From: Marc Zyngier <maz@kernel.org>
To: Johan Hovold <johan@kernel.org>
Cc: Thomas Gleixner <tglx@linutronix.de>,
LKML <linux-kernel@vger.kernel.org>,
linux-arm-kernel@lists.infradead.org, linux-pci@vger.kernel.org,
anna-maria@linutronix.de, shawnguo@kernel.org,
s.hauer@pengutronix.de, festevam@gmail.com, bhelgaas@google.com,
rdunlap@infradead.org, vidyas@nvidia.com,
ilpo.jarvinen@linux.intel.com, apatel@ventanamicro.com,
kevin.tian@intel.com, nipun.gupta@amd.com, den@valinux.co.jp,
andrew@lunn.ch, gregory.clement@bootlin.com,
sebastian.hesselbarth@gmail.com, gregkh@linuxfoundation.org,
rafael@kernel.org, alex.williamson@redhat.com, will@kernel.org,
lorenzo.pieralisi@arm.com, jgg@mellanox.com,
ammarfaizi2@gnuweeb.org, robin.murphy@arm.com,
lpieralisi@kernel.org, nm@ti.com, kristo@kernel.org,
vkoul@kernel.org, okaya@kernel.org, agross@kernel.org,
andersson@kernel.org, mark.rutland@arm.com,
shameerali.kolothum.thodi@huawei.com, yuzenghui@huawei.com
Subject: Re: [patch V4 00/21] genirq, irqchip: Convert ARM MSI handling to per device MSI domains
Date: Wed, 17 Jul 2024 13:54:40 +0100 [thread overview]
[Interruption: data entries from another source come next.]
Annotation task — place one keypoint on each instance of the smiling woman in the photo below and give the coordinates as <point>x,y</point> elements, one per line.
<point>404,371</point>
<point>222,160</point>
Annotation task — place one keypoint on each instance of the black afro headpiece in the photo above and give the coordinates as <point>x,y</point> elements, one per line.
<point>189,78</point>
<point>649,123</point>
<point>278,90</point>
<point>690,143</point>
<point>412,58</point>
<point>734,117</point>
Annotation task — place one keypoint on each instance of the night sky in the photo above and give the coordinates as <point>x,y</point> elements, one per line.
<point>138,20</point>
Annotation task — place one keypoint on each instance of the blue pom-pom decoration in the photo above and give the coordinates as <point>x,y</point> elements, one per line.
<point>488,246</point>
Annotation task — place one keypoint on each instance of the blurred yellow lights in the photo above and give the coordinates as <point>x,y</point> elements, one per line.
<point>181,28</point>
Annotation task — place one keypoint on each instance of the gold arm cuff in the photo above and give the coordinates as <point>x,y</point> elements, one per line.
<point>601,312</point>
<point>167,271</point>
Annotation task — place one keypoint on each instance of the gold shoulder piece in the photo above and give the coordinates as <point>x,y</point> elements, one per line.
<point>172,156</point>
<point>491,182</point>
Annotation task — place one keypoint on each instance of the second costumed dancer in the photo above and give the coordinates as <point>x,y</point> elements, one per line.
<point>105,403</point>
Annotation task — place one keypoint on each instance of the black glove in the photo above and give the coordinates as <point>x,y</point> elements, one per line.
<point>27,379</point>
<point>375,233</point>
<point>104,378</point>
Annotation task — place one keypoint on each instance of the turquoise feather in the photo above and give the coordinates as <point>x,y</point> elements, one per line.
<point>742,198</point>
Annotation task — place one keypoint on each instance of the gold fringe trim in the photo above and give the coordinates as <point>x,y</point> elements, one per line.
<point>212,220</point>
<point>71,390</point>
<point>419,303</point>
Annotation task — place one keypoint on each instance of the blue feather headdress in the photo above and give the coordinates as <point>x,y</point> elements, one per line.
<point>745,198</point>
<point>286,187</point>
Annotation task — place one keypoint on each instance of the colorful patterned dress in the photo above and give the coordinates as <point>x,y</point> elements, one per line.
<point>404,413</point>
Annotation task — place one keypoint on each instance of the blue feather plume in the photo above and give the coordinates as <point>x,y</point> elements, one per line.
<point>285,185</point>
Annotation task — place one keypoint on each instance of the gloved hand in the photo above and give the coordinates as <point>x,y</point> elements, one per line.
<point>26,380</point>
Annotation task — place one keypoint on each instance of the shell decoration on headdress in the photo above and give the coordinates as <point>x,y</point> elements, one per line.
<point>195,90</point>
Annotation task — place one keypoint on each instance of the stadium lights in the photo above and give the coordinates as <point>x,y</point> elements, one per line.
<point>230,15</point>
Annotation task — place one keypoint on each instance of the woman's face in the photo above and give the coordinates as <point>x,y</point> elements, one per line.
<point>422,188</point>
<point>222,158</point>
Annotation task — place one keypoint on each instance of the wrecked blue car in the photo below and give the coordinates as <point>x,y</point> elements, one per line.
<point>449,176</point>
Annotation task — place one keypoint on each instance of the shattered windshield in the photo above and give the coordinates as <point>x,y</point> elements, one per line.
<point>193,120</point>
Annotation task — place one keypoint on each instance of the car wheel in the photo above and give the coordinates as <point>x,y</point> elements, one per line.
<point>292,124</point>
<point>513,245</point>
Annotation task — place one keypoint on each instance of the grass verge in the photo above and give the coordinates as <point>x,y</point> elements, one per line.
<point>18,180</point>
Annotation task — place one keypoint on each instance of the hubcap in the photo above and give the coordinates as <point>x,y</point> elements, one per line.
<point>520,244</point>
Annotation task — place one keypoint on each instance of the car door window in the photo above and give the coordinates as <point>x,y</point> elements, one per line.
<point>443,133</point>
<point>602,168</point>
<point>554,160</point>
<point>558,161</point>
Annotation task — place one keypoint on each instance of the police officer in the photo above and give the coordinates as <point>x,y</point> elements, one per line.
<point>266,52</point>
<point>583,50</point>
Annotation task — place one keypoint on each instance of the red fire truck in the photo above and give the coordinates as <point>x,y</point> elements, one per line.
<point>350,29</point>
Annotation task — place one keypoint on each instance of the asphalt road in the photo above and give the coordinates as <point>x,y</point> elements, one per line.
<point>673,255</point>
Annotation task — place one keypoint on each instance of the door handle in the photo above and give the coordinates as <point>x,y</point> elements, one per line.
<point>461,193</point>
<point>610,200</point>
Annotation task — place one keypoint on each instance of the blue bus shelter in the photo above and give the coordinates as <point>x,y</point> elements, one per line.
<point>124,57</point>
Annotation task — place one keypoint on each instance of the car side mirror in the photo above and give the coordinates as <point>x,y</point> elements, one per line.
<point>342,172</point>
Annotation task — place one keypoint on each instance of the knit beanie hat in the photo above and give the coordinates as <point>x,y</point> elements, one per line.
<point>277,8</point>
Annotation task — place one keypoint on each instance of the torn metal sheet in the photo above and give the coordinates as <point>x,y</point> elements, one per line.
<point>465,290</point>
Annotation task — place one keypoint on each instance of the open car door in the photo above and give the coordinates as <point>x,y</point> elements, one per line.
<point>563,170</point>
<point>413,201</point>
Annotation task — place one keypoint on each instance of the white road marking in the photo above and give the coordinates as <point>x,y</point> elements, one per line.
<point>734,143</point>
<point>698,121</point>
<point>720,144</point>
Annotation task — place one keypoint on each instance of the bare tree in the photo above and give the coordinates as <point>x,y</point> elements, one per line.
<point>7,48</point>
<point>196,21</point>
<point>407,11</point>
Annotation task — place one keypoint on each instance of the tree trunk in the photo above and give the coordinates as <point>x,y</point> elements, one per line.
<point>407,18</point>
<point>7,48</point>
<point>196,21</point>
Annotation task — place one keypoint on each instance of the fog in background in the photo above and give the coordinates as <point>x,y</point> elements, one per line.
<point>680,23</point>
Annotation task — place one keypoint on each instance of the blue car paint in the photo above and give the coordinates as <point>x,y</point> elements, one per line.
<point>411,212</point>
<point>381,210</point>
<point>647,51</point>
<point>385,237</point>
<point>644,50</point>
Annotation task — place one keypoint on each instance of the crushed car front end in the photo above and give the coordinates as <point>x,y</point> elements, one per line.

Message-ID: <86msmg2n73.wl-maz@kernel.org> (raw)
In-Reply-To: <Zpdxe4ce-XwDEods@hovoldconsulting.com>
On Wed, 17 Jul 2024 08:23:39 +0100,
Johan Hovold <johan@kernel.org> wrote:
>
> On Tue, Jul 16, 2024 at 07:21:39PM +0100, Marc Zyngier wrote:
> > On Tue, 16 Jul 2024 15:53:28 +0100,
> > Johan Hovold <johan@kernel.org> wrote:
> > > On Tue, Jul 16, 2024 at 11:30:05AM +0100, Marc Zyngier wrote:
> > > > On Mon, 15 Jul 2024 15:10:01 +0100,
> > > > Johan Hovold <johan@kernel.org> wrote:
> > > > > On Mon, Jul 15, 2024 at 01:58:13PM +0100, Marc Zyngier wrote:
> > > > > > On Mon, 15 Jul 2024 12:18:47 +0100,
> > > > > > Johan Hovold <johan@kernel.org> wrote:
>
> > > > > > > This series only showed up in linux-next last Friday and broke interrupt
> > > > > > > handling on Qualcomm platforms like sc8280xp (e.g. Lenovo ThinkPad X13s)
> > > > > > > and x1e80100 that use the GIC ITS for PCIe MSIs.
> > > > > > >
> > > > > > > I've applied the series (21 commits from linux-next) on top of 6.10 and
> > > > > > > can confirm that the breakage is caused by commits:
> > > > > > >
> > > > > > > 3d1c927c08fc ("irqchip/gic-v3-its: Switch platform MSI to MSI parent")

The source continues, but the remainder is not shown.